The Power of Many: Abstractions, Models and Tools for Scalable Approaches for Many Simulations
There are several important science and engineering problems that require the coordinated execution of multiple high-performance simulations. Some common scenarios include but are not limited to, "an ensemble of tasks", "loosely-coupled simulations of tightly-coupled simulations" or "multi-component multi-physics simulations". We posit that the tools and capabilities to support scalable requirements of multiple simulations are limited. A promising way to overcome this surprisingly common limitation is the use of "Pilot-Jobs" --- which can be defined as a container job to provide mullet-level scheduling capabilities via an application-level overlay on system schedulers. We discuss both the theory and practice of Pilot abstractions: Specifically, we introduce the P* Model of Pilot-abstractions, and present "RADICAL-Pilot" -- a SAGA-based extensible, interoperable and scalable implementation of the P* Model. We will present several science problems that have/are using RADICAL-Pilot to execute multiple simulations at unprecedented scales on a range of supercomputers and distributed supercomputing infrastructure such as (the US) NSF XSEDE. In the process, we will convey some of the cyberinfrastructure research questions and "practical" challenges that we have addressed in order to support science at scale.
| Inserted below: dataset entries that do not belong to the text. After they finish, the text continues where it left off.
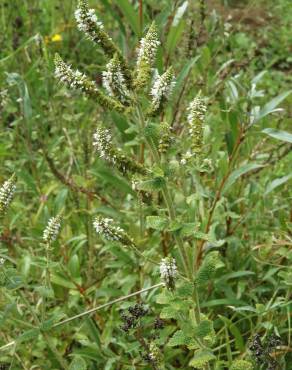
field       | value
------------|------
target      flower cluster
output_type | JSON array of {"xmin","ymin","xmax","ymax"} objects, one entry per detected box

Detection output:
[
  {"xmin": 93, "ymin": 126, "xmax": 116, "ymax": 164},
  {"xmin": 159, "ymin": 257, "xmax": 178, "ymax": 290},
  {"xmin": 0, "ymin": 175, "xmax": 16, "ymax": 216},
  {"xmin": 75, "ymin": 0, "xmax": 104, "ymax": 41},
  {"xmin": 75, "ymin": 0, "xmax": 132, "ymax": 87},
  {"xmin": 102, "ymin": 56, "xmax": 130, "ymax": 104},
  {"xmin": 93, "ymin": 126, "xmax": 146, "ymax": 175},
  {"xmin": 43, "ymin": 215, "xmax": 62, "ymax": 244},
  {"xmin": 187, "ymin": 96, "xmax": 206, "ymax": 156},
  {"xmin": 158, "ymin": 122, "xmax": 173, "ymax": 153},
  {"xmin": 0, "ymin": 89, "xmax": 9, "ymax": 110},
  {"xmin": 93, "ymin": 217, "xmax": 133, "ymax": 246},
  {"xmin": 54, "ymin": 54, "xmax": 124, "ymax": 112},
  {"xmin": 148, "ymin": 342, "xmax": 162, "ymax": 366},
  {"xmin": 0, "ymin": 258, "xmax": 5, "ymax": 266},
  {"xmin": 149, "ymin": 67, "xmax": 175, "ymax": 116},
  {"xmin": 55, "ymin": 54, "xmax": 92, "ymax": 91},
  {"xmin": 135, "ymin": 22, "xmax": 160, "ymax": 88}
]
Shantenu is an Assistant Professor at Rutgers University, and a Visiting Scientist at the School of Informatics (University of Edinburgh) and at University College London. Before moving to Rutgers, he was the lead for Cyberinfrastructure Research and Development at the CCT at Louisiana State University. His research interests lie at the triple point of Applied Computing, Cyberinfrastructure R&D and Computational Science. Shantenu is the lead investigator of the SAGA project (http://www.saga-project.org), which is a community standard and is part of the official middleware/software stack of most major Production Distributed Cyberinfrastructure -- such as US NSF's XSEDE and the European Grid Infrastructure. His research is funded by multiple NSF and US Department of Energy and recently by US National Institute for Health (NIH) as well as the UK EPSRC (OMII-UK project and Research theme at the e-Science Institute). He is the recipient of the NSF CAREER Award in 2013 and has won several prestigious awards at ACM/IEEE Supercomputing and the International Supercomputing Series. He seeks fearless and revolutionary young minds to join the RADICAL (thinking) group! Away from work, Jha tries middle-distance running and biking, tends to be an economics-junky, enjoys reading and writing random musings and tries to use his copious amounts of free time with a conscience.